According to United Nations’ Declaration on Human Rights, every human being has the right to assembly & association that is manifested in the right to protest, however the International Covenant on Civil and Political Rights contains certain prohibitions including restriction of the freedom to assembly if it is necessary “in a democratic society in the interests of national security or public safety, public order, the protection of public health or morals or the protection of the rights and freedoms of others.” (Articles 20 and 21.)
Notwithstanding the verbal social contract between the physician & the community that the Hippocratic oath binds them to, there always remains a thin, exhaustive distinction between one’s fundamental rights & ethical dilemmas, from a moral realist viewpoint. ‘Patient protection’ or responsible ‘decision-making’ in the best interest of patients is something that ought not be only in the context of temporal & limited nature of the Hippocratic philosophy.
Where is it that the fine line between one’s own basic rights & ethical dilemmas get obscured? Where is it that the difference between one’s will to survive & one’s duty towards someone’s right to live gets obliterated? Who is responsible for the loss of life that comes off as a collateral damage (as many would state) to fighting for one’s just rights as the last resort?
A doctor’s answer to any of those ongoing questions is no longer unpredictable if there is a factor that helps obscure that fine line and thin distinction: being slapped, harassed, subjected to physical torture, stabbed, threatened on gunpoint at workplace & then terminated– served justice by being victimized! That is not enough, they would be demonized & projected as blackmailers & hooligans in front of the whole Nation– as the selfish beings who can’t move past their pecuniary goals.
One of such responses of a doctor sums up everything:
“Whose rights are more important? Whose responsibility is to ensure that such issues are solved even before they arise? Will to survive never ends anywhere.”
Likewise, the cutting-edge questions on the relevance & validity of the Hippocratic oath with the emergence of new tenets & philosophies in bioethics & modern medicine, with the passage of time, have been well addressed & answered in an AKUH article here.
How dare Messiahs demand security? Narrating stories
There is a very common misconception among inhabitants of the landmass: if doctors are on strike, this has something to do with salaries or money every time. The current issue the doctors have had been trying to address through sit-in was lack of security for doctors within hospitals where anyone could bring 15, 16 hooligans to beat the hell out of them & the security personnel already appointed wouldn’t be able to stop them. Please imagine yourself in their shoes & ask yourself if you are threatened by or subjected to violence by relatives of the ones you are trying to save lives of, would you give a second thought to making your right to security a priority over theirs? Evidently not!
Imagine you are a female doctor on duty at 4:00 am at a public-sector hospital. An old, high-risk patient of a chronic illness at the terminal stage dies even after getting all the possible medical intervention, having provided with every facility at disposal. The tens of attendants of the deceased believe that you have full autonomy over life & death & should you have tried more, the patient could be saved. So, their immediate response to acute stress & grief is blaming doctor & labelling them as killers. They gang up & try to attack you, wardboys & other staff protect you somehow & you have to run for life & get yourself locked inside the duty room for an hour. They keep banging the door & if you are unfortunate enough to have locked yourself in a room with glass doors & windows, odds are that they would pelt stones & smash the windows. Security staff appointed outside is not enough to intercede & rein in. You are somehow rescued & what happens next is that your parents refuse to send you back to the same hospital to continue training. Such a big, well-deserved reward for years of tough education & cheap labour? Yes.
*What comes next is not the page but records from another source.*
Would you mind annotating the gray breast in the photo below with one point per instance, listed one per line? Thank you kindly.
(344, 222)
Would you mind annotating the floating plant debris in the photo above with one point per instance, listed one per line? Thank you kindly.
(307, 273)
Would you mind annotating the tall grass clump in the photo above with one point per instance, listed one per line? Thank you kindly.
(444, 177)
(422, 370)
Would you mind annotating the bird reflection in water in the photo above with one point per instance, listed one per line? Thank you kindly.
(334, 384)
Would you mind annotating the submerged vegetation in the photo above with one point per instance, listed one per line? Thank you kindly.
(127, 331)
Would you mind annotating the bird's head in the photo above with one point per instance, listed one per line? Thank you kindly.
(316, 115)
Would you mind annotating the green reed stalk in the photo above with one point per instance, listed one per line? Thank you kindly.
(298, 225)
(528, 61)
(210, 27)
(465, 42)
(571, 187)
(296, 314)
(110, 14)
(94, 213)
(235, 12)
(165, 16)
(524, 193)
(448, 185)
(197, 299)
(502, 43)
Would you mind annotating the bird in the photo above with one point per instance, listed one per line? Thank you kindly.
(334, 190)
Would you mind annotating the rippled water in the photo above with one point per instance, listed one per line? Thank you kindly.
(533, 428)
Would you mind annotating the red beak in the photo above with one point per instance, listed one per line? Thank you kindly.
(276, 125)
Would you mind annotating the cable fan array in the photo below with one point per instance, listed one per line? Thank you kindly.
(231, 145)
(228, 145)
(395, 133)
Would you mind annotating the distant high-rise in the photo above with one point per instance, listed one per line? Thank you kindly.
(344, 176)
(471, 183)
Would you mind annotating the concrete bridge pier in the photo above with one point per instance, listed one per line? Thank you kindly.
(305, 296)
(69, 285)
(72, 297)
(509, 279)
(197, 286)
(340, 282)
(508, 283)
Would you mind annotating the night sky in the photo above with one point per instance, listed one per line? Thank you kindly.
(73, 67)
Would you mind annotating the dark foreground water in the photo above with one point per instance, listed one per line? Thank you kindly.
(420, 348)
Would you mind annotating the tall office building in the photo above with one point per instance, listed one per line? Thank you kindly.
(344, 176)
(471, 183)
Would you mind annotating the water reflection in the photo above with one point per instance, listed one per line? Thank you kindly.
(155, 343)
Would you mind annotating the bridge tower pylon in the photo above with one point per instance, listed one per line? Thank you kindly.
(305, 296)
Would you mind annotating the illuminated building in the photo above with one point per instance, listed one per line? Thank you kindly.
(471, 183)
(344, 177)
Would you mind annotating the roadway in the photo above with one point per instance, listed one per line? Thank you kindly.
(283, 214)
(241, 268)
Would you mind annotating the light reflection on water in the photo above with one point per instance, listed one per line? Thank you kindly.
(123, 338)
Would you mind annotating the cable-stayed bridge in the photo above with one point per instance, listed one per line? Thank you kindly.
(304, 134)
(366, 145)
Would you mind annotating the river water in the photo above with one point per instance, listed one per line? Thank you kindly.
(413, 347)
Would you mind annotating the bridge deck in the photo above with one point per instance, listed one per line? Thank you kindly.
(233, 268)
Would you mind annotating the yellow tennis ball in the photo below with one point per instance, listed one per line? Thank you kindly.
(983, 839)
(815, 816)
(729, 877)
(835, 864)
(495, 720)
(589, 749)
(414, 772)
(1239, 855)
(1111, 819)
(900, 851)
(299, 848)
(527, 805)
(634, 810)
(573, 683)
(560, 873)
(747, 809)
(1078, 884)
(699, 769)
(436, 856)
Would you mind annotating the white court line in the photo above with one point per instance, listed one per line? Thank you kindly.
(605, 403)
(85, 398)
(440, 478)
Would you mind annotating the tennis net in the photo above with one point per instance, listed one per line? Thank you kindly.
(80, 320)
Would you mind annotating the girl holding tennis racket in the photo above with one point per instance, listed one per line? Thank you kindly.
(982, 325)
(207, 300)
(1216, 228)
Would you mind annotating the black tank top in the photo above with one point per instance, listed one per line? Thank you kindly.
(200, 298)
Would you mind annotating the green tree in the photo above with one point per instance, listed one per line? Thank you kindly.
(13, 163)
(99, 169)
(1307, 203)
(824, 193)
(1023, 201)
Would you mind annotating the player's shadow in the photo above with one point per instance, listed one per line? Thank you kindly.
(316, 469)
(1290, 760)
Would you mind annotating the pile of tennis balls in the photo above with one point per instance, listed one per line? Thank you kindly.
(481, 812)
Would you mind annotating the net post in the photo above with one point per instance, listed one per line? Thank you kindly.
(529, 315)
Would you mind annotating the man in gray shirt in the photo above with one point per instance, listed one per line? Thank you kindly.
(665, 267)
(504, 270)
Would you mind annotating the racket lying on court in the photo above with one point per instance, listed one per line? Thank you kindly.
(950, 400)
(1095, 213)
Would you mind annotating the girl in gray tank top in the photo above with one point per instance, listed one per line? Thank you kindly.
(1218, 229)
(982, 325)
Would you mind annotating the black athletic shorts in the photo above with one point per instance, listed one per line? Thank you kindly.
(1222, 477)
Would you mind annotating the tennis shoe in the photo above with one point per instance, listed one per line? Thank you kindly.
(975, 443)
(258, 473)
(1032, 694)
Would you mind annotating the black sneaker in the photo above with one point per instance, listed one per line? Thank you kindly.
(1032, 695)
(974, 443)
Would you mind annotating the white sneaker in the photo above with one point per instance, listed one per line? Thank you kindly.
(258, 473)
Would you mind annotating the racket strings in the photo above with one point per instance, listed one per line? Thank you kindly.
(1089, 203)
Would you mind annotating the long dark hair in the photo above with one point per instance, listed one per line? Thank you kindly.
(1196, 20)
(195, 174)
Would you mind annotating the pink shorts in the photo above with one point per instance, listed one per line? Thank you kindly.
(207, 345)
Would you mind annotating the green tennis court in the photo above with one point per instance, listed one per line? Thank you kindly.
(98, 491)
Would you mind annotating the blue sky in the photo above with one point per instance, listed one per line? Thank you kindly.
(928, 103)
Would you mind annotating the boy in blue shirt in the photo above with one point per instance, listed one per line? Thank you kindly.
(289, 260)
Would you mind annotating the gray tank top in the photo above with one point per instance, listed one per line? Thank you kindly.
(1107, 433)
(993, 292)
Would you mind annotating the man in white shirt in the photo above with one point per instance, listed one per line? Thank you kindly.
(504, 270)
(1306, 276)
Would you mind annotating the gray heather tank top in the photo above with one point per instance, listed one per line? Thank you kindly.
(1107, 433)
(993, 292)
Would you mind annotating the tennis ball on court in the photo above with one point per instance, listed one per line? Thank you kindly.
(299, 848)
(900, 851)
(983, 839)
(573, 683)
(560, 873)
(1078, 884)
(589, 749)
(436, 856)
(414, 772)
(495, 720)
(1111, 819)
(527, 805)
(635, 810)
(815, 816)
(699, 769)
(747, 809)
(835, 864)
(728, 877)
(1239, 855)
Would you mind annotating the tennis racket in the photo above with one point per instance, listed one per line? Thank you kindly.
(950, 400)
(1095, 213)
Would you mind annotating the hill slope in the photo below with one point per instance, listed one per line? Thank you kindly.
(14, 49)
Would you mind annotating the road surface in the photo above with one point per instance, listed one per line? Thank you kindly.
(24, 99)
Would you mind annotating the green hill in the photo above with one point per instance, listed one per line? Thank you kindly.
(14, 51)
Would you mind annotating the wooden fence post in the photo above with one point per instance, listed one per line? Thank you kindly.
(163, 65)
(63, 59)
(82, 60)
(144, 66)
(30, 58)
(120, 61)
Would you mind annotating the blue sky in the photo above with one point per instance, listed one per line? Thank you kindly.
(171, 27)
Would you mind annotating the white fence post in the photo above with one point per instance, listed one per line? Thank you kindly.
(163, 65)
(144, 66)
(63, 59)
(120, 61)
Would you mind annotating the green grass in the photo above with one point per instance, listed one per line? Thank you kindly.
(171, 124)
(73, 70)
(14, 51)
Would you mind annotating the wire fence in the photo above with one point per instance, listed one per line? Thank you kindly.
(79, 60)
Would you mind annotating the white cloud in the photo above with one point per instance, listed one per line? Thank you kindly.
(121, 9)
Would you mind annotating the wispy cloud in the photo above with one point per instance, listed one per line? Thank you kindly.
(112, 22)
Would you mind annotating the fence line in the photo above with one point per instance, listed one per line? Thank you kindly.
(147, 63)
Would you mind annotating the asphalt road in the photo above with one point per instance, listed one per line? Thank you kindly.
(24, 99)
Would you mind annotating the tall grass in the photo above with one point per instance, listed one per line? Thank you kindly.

Now imagine you are an OBGYN resident on duty in the Emergency Labor Induction Room of a public hospital. If someone has ever been to one, would be apprised of the usual condition there. You have, presumably, been working for the past 11 hours now, emotionally & physically drained. You have explained something to a patient & the attendants five times & lose your cool when they ask it again for the sixth time & throw a temper tantrum (uncalled for, by all means) but that means the attendants are sanctioned to combat harsh words with physical violence or by slapping the doctor?
Imagine again a patient’s attendants assaulting & torturing you, a doctor on duty, for lack of availability of adequate number of beds & for the fact that there are two to three patients on one bed?!
Imagine that you are a doctor on duty in the Emergency Surgical Floor. A patient comes with 3rd degree burns ( involving head, neck, arm & perineum). The patient is immediately resuscitated with antibiotics, analgesics & intravenous fluids following the standard protocol. For some reason, there is exchange of harsh remarks between tens of the attendants & an old man sitting on the counter making ER admission slips. They physically attack the old man, you go outside, try to stop them & get manhandled. Somehow security personnel try to control the situation. The patient dies later despite all efforts to save life. A week later, you receive a call from a nearby Police station that you are going to be booked under Section 302 (Punishment for wilful muder/ Qatl-i-Shibh-i-Amd), something not even applicable on the doctors’ community.
The legal PPC definition: “When a person intends to cause harm to body or mind of any person, and causes death of that person or death of any other person by means of a weapon or an act which in ordinary course of nature is not likely to cause death, he/she commits qatl-shibh-i-amd.”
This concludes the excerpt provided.